Quintas-Cardama, who called the survival data "highly encouraging," pointed out that this Phase I/II trial involved patients who had undergone extensive prior therapy, but the survival data compared favorably to the survival times patients experienced with second-line treatment approaches following initial upfront chemotherapy.

BMS's combination immunotherapy, ipilimumab (Yervoy) plus nivolumab (Opdivo), of note, was approved last year for upfront mesothelioma treatment, so it remains to be seen how the gavo-cel data will compare to not-yet-reported outcomes that immunotherapy-refractory patients experience on second-line chemotherapy. "Gavo-cel may be highly competitive for the treatment of patients with mesothelioma who have failed standard therapy," Quintas-Cardama said, adding that the treatment is also "poised to deliver on its broad applicability beyond these tested indications."

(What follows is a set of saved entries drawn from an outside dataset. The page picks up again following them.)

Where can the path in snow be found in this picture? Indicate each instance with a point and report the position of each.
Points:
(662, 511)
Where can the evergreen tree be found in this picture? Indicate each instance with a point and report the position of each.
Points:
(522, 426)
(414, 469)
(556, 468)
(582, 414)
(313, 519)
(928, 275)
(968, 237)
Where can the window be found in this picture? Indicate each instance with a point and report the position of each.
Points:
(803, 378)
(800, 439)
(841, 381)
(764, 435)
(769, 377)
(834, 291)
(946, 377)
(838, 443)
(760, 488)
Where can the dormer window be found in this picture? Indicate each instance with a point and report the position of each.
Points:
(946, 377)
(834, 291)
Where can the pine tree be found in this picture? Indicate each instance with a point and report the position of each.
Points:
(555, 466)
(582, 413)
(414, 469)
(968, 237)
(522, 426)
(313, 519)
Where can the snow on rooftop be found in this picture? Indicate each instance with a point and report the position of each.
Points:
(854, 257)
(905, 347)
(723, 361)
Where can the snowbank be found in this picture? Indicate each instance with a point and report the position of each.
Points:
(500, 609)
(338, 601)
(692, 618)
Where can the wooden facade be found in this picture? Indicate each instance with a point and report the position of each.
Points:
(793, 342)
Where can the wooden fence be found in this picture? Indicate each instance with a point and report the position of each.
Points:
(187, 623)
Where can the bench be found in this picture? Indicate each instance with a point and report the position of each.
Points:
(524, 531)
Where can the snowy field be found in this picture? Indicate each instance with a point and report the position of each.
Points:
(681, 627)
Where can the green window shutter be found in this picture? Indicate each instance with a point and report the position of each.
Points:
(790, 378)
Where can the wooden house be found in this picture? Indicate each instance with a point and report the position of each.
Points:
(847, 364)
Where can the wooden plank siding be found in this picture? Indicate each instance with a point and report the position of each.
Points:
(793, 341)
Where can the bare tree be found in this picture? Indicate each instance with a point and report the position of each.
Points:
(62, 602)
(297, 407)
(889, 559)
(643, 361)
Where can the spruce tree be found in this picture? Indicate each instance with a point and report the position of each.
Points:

As the ongoing gavo-cel trial continues into its Phase II portion, TCR2 has decided based on Phase I data to incorporate a lymphodepleting chemotherapy regimen for all patients. Specifically, Hong noted in his presentation that patients in the first portion of the trial who had not undergone lymphodepletion prior to gavo-cel infusion still experienced tumor regression, but the magnitude of these responses was far greater among those who did undergo lymphodepletion. Peak gavo-cel expansion was also higher among patients following lymphodepletion.

In the Phase II portion, TCR2 will evaluate gavo-cel both as a monotherapy and in combination with anti-PD-1 immunotherapy agents, explore the potential effects of retreatment with gavo-cel, and experiment with lowering the mesothelin cutoff so more patients may be eligible for treatment.